Talk about Kafka: compile Kafka source code and build source code environment

Time:2021-11-25

1、 Foreword

The version of Kafka compiled by Lao Zhou here is 2.7. Why use this version to build a reading environment for the source code? Because this version is relatively new. And why don’t I use the version after 2.7? For example, 2.8 is not stable because zookeeper is removed, and the production environment is not recommended. Therefore, the source code is built and studied in version 2.7.

2、 Environmental preparation

  • JDK:1.8.0_241
  • Scala:2.12.8
  • Gradle:6.6
  • Zookeeper:3.4.14

3、 Environment construction

3.1 JDK environment construction

I don’t have to say this. Java Native machines have JDK environment.

3.2 construction of scala environment

Download link:https://www.scala-lang.org/download/2.12.8.html

Talk about Kafka: compile Kafka source code and build source code environment

Lao Zhou here is a Mac OS system. Just look at your system here.

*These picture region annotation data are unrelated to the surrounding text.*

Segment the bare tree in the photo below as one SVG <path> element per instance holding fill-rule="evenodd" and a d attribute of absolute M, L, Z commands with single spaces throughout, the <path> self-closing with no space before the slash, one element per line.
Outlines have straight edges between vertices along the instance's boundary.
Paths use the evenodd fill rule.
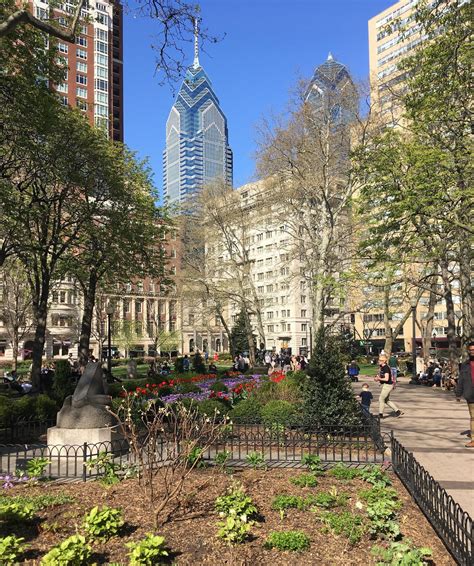
<path fill-rule="evenodd" d="M 33 328 L 31 291 L 19 261 L 10 259 L 2 267 L 0 292 L 0 318 L 12 345 L 12 366 L 16 370 L 19 344 Z"/>

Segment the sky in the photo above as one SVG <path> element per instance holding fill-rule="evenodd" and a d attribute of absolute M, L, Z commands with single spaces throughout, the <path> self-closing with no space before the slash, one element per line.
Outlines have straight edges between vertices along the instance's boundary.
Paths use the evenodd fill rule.
<path fill-rule="evenodd" d="M 227 117 L 234 187 L 255 179 L 258 124 L 284 112 L 300 78 L 331 52 L 356 81 L 368 80 L 368 20 L 395 0 L 202 0 L 203 25 L 222 41 L 201 66 Z M 156 73 L 156 23 L 124 17 L 125 143 L 147 157 L 162 192 L 165 126 L 175 94 Z M 193 61 L 193 46 L 184 44 Z M 179 84 L 175 85 L 179 88 Z"/>

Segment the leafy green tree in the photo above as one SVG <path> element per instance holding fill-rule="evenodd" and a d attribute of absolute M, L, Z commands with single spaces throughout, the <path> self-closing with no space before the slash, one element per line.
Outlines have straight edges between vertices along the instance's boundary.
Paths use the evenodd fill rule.
<path fill-rule="evenodd" d="M 253 341 L 253 347 L 256 348 L 256 336 L 252 334 L 249 317 L 243 310 L 237 315 L 235 324 L 230 332 L 230 340 L 236 353 L 248 352 L 250 350 L 250 340 Z"/>
<path fill-rule="evenodd" d="M 345 375 L 343 344 L 339 336 L 320 328 L 303 389 L 305 426 L 350 426 L 360 422 L 359 408 Z"/>

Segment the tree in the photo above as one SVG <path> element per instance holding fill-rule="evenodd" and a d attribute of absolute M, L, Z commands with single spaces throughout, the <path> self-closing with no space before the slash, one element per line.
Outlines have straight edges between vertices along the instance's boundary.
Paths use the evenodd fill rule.
<path fill-rule="evenodd" d="M 251 344 L 254 350 L 257 346 L 257 339 L 252 333 L 252 329 L 249 328 L 248 317 L 244 311 L 240 311 L 237 315 L 230 333 L 230 341 L 233 346 L 233 351 L 236 353 L 249 352 L 251 350 Z"/>
<path fill-rule="evenodd" d="M 13 350 L 17 368 L 19 344 L 32 329 L 32 300 L 28 280 L 18 260 L 9 259 L 0 271 L 0 319 Z"/>
<path fill-rule="evenodd" d="M 320 328 L 303 396 L 305 426 L 351 426 L 360 422 L 359 408 L 345 375 L 340 337 Z"/>
<path fill-rule="evenodd" d="M 299 262 L 293 272 L 309 291 L 317 331 L 337 320 L 345 298 L 354 253 L 351 202 L 358 189 L 349 151 L 351 144 L 363 145 L 371 120 L 370 113 L 361 119 L 349 77 L 321 90 L 317 100 L 311 85 L 300 91 L 288 116 L 264 123 L 258 169 L 271 193 L 268 206 L 289 236 L 285 251 Z"/>

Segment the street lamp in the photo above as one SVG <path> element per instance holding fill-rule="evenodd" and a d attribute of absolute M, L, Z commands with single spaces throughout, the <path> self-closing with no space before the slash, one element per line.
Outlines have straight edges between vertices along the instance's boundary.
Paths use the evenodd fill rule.
<path fill-rule="evenodd" d="M 112 315 L 114 314 L 114 307 L 111 303 L 105 308 L 107 313 L 107 372 L 108 378 L 112 377 Z"/>
<path fill-rule="evenodd" d="M 410 306 L 411 306 L 411 315 L 412 315 L 412 343 L 411 343 L 411 356 L 412 356 L 412 362 L 413 362 L 413 370 L 412 370 L 412 375 L 413 375 L 413 380 L 416 380 L 416 339 L 415 339 L 415 334 L 416 334 L 416 305 L 418 304 L 418 301 L 413 298 L 410 300 Z"/>

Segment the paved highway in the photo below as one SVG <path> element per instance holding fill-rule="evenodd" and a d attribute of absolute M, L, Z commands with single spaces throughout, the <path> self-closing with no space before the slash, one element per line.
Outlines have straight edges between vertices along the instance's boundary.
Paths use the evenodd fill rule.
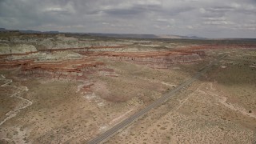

3.2.1 configuring Scala environment variables

The terminal inputs the following commands for editing:

vim ~/.bash_profile

#The path here is where you install
SCALA_HOME=/Users/Riemann/Tools/scala-2.12.8
export SCALA_HOME
export PATH=$PATH:$SCALA_HOME/bin

#Make the environment variable effective and execute it on the command line.
source  ~/.bash_profile

3.2.2 verification

The terminal inputs the following commands:

scala -version

The following prompt appears, indicating that the scala environment is successfully built.
Talk about Kafka: compile Kafka source code and build source code environment

3.3 establishment of gradle environment

First, go to gradle’s official website:https://services.gradle.org/distributions/

As shown below:
Talk about Kafka: compile Kafka source code and build source code environment
We select the release version we want to install. Gradle-x.x-bin.zip is the installation release version that needs to be downloaded, gradle-x.x-src.zip is the source code, and gradle-x.x-all.zip is to download all the files. My local is gradle-6.6.

The source code downloaded by gradle does not need to be installed. We can directly unzip the downloaded compressed package in the local directory. The unzipped directory is shown in the figure below.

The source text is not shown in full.